The economy is one obvious reason for the lagging polls. Last year it registered a paltry 2.2% increase as Fujimori tried to tackle a massive debt. Economists estimate that as much as 75% of the population languishes in lower-class status. Jobs have disappeared; the cost of public services has shot up. As a result, even those close to Fujimori warn against interpreting his welcome in pueblos jovenes as blanket backing. "He shows up in neighborhoods where not many people have work," says one skeptical adviser, "and it's the day's entertainment. Of course they are going to come out and wave." Like Marcial Surco in San Juan de Amancaes: he came out to wave last week, but volunteered in front of Fujimori that he hasn't had steady work in almost a year. Or Jorge Alvarado, 24, a semiemployed accountant in Lima's lower-middle-class Pueblo Libre neighborhood. "I don't agree with Nestor Cerpa taking hostages," he said. "But the embarrassing thing about this crisis is that Cerpa has become a sort of interlocutor between Fujimori and our economic problems. Maybe Fuji will listen to us a little more after this and not be so rigid."

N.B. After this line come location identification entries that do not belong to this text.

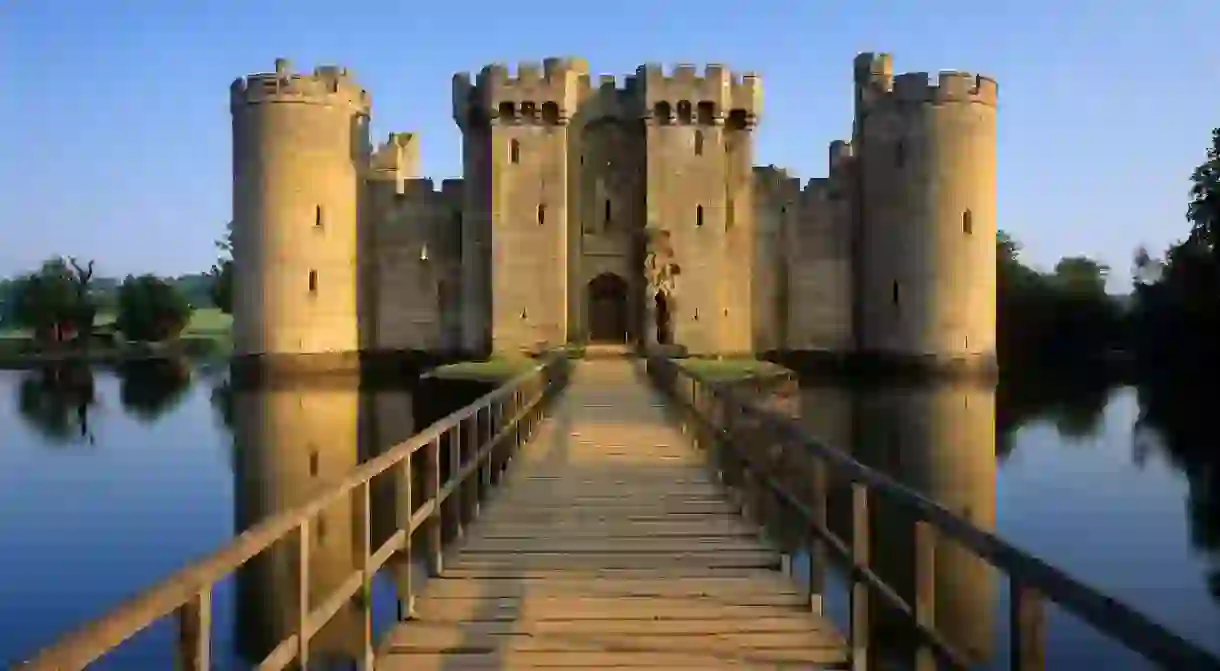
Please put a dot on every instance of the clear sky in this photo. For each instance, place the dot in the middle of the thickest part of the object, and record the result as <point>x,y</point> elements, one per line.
<point>115,127</point>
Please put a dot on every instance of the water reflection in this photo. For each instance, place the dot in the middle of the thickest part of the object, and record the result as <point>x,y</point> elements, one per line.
<point>1181,419</point>
<point>150,388</point>
<point>940,441</point>
<point>55,400</point>
<point>287,443</point>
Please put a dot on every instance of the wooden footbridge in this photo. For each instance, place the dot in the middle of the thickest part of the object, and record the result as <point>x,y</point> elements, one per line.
<point>624,534</point>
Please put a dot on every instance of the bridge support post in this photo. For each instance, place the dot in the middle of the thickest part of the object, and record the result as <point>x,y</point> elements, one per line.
<point>364,552</point>
<point>303,608</point>
<point>431,493</point>
<point>1027,620</point>
<point>925,591</point>
<point>195,632</point>
<point>859,632</point>
<point>403,566</point>
<point>816,581</point>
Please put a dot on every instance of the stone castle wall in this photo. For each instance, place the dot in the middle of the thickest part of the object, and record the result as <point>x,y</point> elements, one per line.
<point>343,249</point>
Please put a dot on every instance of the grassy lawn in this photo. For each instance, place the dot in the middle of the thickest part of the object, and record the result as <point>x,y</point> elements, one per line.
<point>722,370</point>
<point>209,328</point>
<point>209,321</point>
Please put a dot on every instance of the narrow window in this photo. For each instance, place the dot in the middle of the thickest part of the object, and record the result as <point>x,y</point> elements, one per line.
<point>663,112</point>
<point>686,114</point>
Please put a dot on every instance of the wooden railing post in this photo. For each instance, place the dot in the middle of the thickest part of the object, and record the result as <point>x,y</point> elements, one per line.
<point>484,441</point>
<point>303,595</point>
<point>497,454</point>
<point>405,513</point>
<point>1027,625</point>
<point>431,491</point>
<point>195,632</point>
<point>859,632</point>
<point>458,502</point>
<point>819,526</point>
<point>925,591</point>
<point>364,554</point>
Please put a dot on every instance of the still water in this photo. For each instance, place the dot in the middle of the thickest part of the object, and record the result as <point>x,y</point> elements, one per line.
<point>110,480</point>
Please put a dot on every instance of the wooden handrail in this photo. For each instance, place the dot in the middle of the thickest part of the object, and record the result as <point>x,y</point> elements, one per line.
<point>719,410</point>
<point>188,592</point>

The prison conditions also remain a big issue. Human-rights groups estimate that as many as 1,000 Peruvians are languishing in jail after being wrongly accused of involvement with guerrillas--and convicted by masked judges sitting on anonymous military tribunals. The prisons are some of the world's most inhumane, with inmates suffering gross malnourishment and spending only a half-hour daily outside their impossibly overcrowded cells.

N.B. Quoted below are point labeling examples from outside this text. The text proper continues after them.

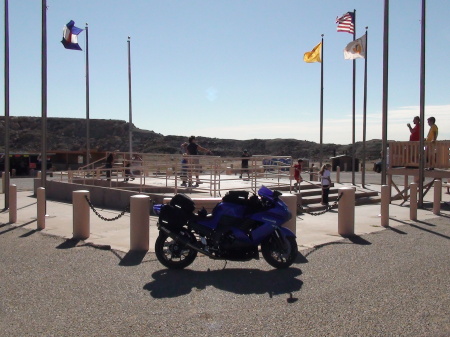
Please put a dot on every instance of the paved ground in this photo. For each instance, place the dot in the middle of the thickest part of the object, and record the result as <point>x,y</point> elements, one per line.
<point>393,282</point>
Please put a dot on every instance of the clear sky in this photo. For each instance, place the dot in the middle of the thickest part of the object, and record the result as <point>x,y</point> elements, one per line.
<point>231,68</point>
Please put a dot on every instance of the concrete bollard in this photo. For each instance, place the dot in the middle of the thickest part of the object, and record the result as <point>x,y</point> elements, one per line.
<point>437,196</point>
<point>81,215</point>
<point>41,207</point>
<point>385,201</point>
<point>413,201</point>
<point>346,211</point>
<point>139,222</point>
<point>12,203</point>
<point>291,202</point>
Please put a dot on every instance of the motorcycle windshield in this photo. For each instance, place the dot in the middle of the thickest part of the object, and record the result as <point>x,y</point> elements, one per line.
<point>265,192</point>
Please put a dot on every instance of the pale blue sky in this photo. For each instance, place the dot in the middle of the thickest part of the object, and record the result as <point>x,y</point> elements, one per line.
<point>228,68</point>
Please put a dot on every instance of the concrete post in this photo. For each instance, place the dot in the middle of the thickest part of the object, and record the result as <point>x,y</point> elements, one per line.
<point>291,202</point>
<point>385,200</point>
<point>41,208</point>
<point>81,215</point>
<point>413,202</point>
<point>12,203</point>
<point>437,196</point>
<point>139,222</point>
<point>346,211</point>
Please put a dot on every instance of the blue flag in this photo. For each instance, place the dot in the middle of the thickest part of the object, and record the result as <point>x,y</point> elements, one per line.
<point>70,36</point>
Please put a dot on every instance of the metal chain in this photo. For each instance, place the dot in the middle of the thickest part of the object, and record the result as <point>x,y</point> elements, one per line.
<point>127,209</point>
<point>327,209</point>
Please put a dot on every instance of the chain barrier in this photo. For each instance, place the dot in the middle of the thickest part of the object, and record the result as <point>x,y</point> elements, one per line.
<point>127,209</point>
<point>327,209</point>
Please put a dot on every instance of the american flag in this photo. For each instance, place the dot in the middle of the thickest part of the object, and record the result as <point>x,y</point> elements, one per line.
<point>346,23</point>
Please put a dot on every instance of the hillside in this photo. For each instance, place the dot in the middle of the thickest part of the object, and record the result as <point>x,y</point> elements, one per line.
<point>69,134</point>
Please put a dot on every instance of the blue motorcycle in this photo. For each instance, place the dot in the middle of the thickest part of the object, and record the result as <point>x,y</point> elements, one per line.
<point>235,229</point>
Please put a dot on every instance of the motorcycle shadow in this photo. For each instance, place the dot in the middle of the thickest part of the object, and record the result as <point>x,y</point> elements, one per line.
<point>173,283</point>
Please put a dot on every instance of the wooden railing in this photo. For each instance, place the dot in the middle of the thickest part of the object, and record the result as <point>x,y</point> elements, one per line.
<point>406,154</point>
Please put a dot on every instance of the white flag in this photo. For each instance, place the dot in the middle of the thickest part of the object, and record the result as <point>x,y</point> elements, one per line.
<point>356,49</point>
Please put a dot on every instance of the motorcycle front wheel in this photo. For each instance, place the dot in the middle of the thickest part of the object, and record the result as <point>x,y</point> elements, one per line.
<point>172,254</point>
<point>276,255</point>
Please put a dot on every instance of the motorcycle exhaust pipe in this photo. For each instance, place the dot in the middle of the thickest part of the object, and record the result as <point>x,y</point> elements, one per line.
<point>185,242</point>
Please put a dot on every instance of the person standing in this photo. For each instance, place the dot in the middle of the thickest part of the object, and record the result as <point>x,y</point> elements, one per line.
<point>415,131</point>
<point>325,177</point>
<point>433,132</point>
<point>108,165</point>
<point>430,148</point>
<point>297,173</point>
<point>244,164</point>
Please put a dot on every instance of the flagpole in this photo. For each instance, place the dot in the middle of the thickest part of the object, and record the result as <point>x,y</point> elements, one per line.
<point>321,103</point>
<point>385,90</point>
<point>422,106</point>
<point>130,131</point>
<point>363,178</point>
<point>6,157</point>
<point>353,105</point>
<point>88,150</point>
<point>44,94</point>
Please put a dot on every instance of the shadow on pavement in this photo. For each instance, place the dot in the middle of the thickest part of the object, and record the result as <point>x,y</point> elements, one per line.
<point>69,243</point>
<point>398,231</point>
<point>173,283</point>
<point>15,226</point>
<point>422,228</point>
<point>132,258</point>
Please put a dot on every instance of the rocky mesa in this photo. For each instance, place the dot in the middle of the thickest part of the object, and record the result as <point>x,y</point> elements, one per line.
<point>69,134</point>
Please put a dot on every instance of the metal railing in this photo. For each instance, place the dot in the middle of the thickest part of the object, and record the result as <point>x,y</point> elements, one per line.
<point>437,154</point>
<point>215,173</point>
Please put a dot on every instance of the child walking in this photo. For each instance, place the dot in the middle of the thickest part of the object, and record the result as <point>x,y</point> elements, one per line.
<point>325,177</point>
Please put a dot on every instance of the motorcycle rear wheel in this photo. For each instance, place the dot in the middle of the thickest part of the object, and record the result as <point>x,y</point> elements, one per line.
<point>172,254</point>
<point>275,255</point>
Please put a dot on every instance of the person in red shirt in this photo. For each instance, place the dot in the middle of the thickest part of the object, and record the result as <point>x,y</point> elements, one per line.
<point>297,171</point>
<point>415,131</point>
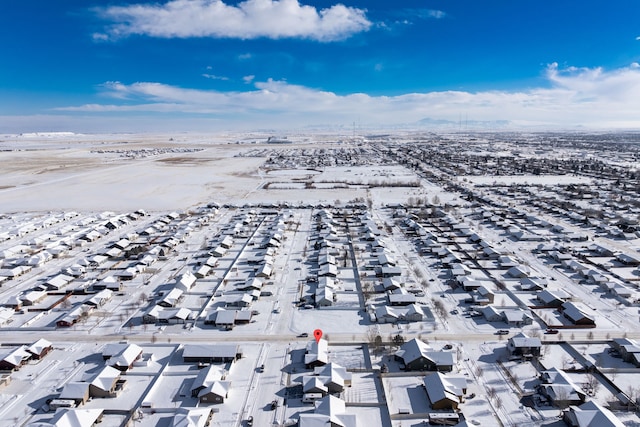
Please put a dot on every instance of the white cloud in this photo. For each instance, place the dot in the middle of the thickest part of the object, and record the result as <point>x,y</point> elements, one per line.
<point>575,96</point>
<point>214,77</point>
<point>249,19</point>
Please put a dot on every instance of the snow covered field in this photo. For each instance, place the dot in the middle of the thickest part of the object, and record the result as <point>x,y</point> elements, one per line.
<point>146,209</point>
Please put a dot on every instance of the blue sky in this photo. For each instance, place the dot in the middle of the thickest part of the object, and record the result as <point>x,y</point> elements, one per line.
<point>180,65</point>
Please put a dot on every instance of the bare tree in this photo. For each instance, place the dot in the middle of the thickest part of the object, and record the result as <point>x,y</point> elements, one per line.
<point>592,384</point>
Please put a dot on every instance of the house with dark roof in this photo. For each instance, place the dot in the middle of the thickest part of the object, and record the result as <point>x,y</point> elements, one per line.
<point>560,389</point>
<point>40,349</point>
<point>211,353</point>
<point>577,314</point>
<point>14,359</point>
<point>444,392</point>
<point>523,345</point>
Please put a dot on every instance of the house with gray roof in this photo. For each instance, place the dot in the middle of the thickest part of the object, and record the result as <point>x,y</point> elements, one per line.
<point>418,356</point>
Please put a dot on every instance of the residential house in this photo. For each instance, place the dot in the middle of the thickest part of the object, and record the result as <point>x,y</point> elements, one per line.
<point>445,392</point>
<point>523,345</point>
<point>192,417</point>
<point>418,356</point>
<point>211,353</point>
<point>14,359</point>
<point>559,389</point>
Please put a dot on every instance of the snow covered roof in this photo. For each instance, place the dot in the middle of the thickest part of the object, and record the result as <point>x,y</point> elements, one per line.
<point>191,417</point>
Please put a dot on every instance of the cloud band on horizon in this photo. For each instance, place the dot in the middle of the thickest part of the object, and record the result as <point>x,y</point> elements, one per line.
<point>250,19</point>
<point>575,96</point>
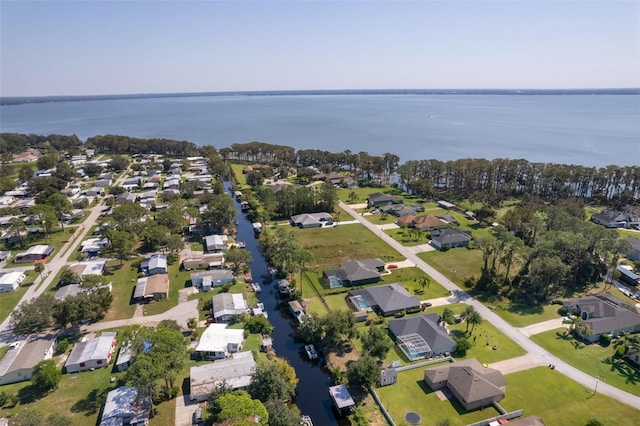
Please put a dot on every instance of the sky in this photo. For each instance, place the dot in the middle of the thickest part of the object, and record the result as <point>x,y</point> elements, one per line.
<point>119,47</point>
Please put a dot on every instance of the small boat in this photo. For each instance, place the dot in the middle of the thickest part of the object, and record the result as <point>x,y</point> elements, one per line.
<point>311,352</point>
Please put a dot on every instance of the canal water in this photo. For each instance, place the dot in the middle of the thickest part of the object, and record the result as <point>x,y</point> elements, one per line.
<point>312,392</point>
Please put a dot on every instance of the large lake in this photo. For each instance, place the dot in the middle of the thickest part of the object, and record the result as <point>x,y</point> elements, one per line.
<point>591,130</point>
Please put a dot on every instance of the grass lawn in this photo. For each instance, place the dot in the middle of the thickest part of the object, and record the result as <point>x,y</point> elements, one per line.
<point>561,401</point>
<point>9,300</point>
<point>522,316</point>
<point>486,338</point>
<point>123,281</point>
<point>411,393</point>
<point>79,397</point>
<point>177,281</point>
<point>455,264</point>
<point>592,359</point>
<point>333,246</point>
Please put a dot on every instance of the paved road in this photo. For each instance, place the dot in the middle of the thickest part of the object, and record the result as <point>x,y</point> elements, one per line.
<point>537,353</point>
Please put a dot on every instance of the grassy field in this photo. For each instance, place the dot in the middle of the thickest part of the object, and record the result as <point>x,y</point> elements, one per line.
<point>79,397</point>
<point>558,400</point>
<point>9,300</point>
<point>561,401</point>
<point>522,316</point>
<point>333,246</point>
<point>455,264</point>
<point>123,280</point>
<point>593,359</point>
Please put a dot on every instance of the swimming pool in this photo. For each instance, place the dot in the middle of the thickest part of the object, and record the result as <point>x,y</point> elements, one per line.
<point>361,303</point>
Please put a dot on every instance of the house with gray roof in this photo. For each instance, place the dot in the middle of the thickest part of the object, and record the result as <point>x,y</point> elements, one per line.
<point>206,280</point>
<point>449,238</point>
<point>235,372</point>
<point>18,363</point>
<point>379,199</point>
<point>634,253</point>
<point>387,299</point>
<point>422,336</point>
<point>473,385</point>
<point>311,220</point>
<point>91,353</point>
<point>125,407</point>
<point>354,273</point>
<point>602,315</point>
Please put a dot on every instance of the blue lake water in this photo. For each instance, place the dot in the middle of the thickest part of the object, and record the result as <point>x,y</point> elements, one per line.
<point>591,130</point>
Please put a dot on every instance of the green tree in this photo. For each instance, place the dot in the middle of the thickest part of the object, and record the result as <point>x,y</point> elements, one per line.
<point>240,409</point>
<point>376,342</point>
<point>363,372</point>
<point>282,414</point>
<point>46,376</point>
<point>33,316</point>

For all his muscle flexing in front of MRTA prisoners last week, Fujimori did take a closer look at their squalid lives, three or four men sharing 32 sq. ft. and a hole for a toilet. The President also accepted the petitions of those who say they were wrongly accused of terrorism--personally taking the smudgy pages as inmates shoved them through the bars. Fujimori promises to take them to the Belgian-born priest, Hubert Lanssiers, who heads up his commission to examine wrongful convictions. "I realize we have some incompetent judges out there," he admits. "Now that we've defeated the terrorists, we can change that." But Fujimori and Vladimiro Montesinos, his shadowy intelligence adviser and most trusted aide, were still pushing through a law that critics say tightens their grip on the judiciary.

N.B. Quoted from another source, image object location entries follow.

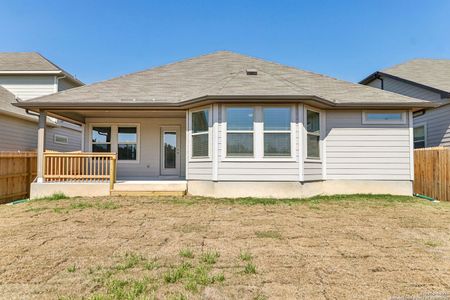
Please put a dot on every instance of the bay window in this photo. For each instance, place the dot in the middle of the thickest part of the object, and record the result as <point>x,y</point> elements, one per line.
<point>277,131</point>
<point>312,134</point>
<point>240,131</point>
<point>200,133</point>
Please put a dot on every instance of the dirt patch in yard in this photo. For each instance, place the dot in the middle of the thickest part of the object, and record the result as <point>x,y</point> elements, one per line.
<point>189,248</point>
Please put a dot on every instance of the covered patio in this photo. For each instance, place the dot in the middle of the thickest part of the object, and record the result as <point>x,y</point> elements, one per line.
<point>124,152</point>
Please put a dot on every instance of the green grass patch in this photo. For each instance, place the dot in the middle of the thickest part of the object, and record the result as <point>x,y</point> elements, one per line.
<point>130,260</point>
<point>250,268</point>
<point>187,253</point>
<point>245,256</point>
<point>376,198</point>
<point>210,257</point>
<point>71,269</point>
<point>268,235</point>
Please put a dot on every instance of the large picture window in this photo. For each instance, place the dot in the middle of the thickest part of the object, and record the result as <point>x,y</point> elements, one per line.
<point>200,133</point>
<point>277,131</point>
<point>127,143</point>
<point>240,131</point>
<point>312,134</point>
<point>101,139</point>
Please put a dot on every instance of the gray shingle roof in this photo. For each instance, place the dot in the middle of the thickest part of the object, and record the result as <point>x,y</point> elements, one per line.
<point>434,73</point>
<point>25,61</point>
<point>223,73</point>
<point>30,62</point>
<point>6,100</point>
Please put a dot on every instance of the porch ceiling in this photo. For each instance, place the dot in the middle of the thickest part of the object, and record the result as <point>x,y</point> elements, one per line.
<point>80,116</point>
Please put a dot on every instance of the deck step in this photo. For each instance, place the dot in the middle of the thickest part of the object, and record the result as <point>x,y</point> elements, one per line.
<point>150,188</point>
<point>148,193</point>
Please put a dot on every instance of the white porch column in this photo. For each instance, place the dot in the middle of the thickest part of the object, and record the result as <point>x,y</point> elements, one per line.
<point>41,146</point>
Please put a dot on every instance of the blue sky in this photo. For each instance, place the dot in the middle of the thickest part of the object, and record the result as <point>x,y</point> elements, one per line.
<point>98,40</point>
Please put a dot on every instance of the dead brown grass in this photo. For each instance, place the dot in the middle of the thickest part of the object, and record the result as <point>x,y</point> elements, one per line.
<point>194,248</point>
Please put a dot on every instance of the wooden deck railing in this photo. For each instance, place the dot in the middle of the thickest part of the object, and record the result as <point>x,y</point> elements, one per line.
<point>79,167</point>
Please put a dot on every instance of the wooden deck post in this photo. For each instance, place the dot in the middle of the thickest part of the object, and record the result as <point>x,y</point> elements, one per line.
<point>41,146</point>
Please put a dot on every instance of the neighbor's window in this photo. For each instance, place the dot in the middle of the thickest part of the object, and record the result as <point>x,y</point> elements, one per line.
<point>312,134</point>
<point>200,133</point>
<point>127,143</point>
<point>419,137</point>
<point>384,117</point>
<point>101,139</point>
<point>60,139</point>
<point>240,131</point>
<point>277,131</point>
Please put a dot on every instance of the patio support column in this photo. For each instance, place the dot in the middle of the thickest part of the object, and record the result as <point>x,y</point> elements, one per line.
<point>41,146</point>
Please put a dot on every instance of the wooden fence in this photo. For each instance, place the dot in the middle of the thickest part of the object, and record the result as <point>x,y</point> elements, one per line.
<point>79,167</point>
<point>432,173</point>
<point>17,171</point>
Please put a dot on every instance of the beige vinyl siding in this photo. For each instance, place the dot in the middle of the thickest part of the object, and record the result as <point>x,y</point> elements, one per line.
<point>27,87</point>
<point>21,135</point>
<point>404,88</point>
<point>312,170</point>
<point>149,146</point>
<point>437,120</point>
<point>437,124</point>
<point>366,152</point>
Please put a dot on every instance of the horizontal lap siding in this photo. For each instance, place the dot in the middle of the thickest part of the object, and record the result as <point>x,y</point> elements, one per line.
<point>313,171</point>
<point>365,152</point>
<point>17,134</point>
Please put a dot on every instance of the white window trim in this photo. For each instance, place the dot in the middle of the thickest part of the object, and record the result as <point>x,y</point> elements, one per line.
<point>258,136</point>
<point>114,139</point>
<point>365,121</point>
<point>190,134</point>
<point>320,135</point>
<point>62,137</point>
<point>424,125</point>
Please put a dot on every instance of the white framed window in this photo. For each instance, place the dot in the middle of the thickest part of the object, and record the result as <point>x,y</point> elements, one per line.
<point>240,131</point>
<point>101,139</point>
<point>277,131</point>
<point>200,139</point>
<point>420,136</point>
<point>60,139</point>
<point>120,138</point>
<point>384,117</point>
<point>127,139</point>
<point>312,134</point>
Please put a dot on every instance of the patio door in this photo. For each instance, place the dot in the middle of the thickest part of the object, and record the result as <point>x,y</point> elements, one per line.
<point>170,150</point>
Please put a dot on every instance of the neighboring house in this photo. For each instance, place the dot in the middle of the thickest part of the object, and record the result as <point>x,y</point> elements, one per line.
<point>24,76</point>
<point>427,79</point>
<point>230,125</point>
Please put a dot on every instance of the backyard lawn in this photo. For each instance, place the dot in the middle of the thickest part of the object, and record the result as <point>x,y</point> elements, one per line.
<point>337,247</point>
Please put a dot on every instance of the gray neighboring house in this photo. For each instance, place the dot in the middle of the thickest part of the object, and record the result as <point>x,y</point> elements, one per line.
<point>230,125</point>
<point>23,76</point>
<point>427,79</point>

What commands more attention in Lima, obviously, is the grip Fujimori has on the hostage crisis. Aides say that true to his nature, he is getting impatient with hostage diplomacy. Inside the Japanese compound, meanwhile, Cerpa and his comrades mulled over the government's stepped-up efforts to get them to accept safe passage to another country--perhaps to Panama. Time has learned that both Peruvian and foreign intelligence reports identify the 33 lbs. of explosives each Tupac Amaru captor has strapped to his vest as a Semtex-like substance equal to a large bomb. Multiplied by 20 guerrillas, the charges could bring the entire residence down in a flash--a chilling reminder that despite its bid for legitimate political status, Tupac Amaru has a bloody, 15-year history of terrorism behind it.
Still, if Fujimori and Cerpa didn't look poised to negotiate last week, they didn't look set to do anything rash, either--although a few stir-crazy guerrillas inexplicably fired four rifle shots into the air last Thursday night. The presidential tour of the prison and the barrio simply reinforced Fujimori's new message: he doesn't intend to be upstaged again during this crisis.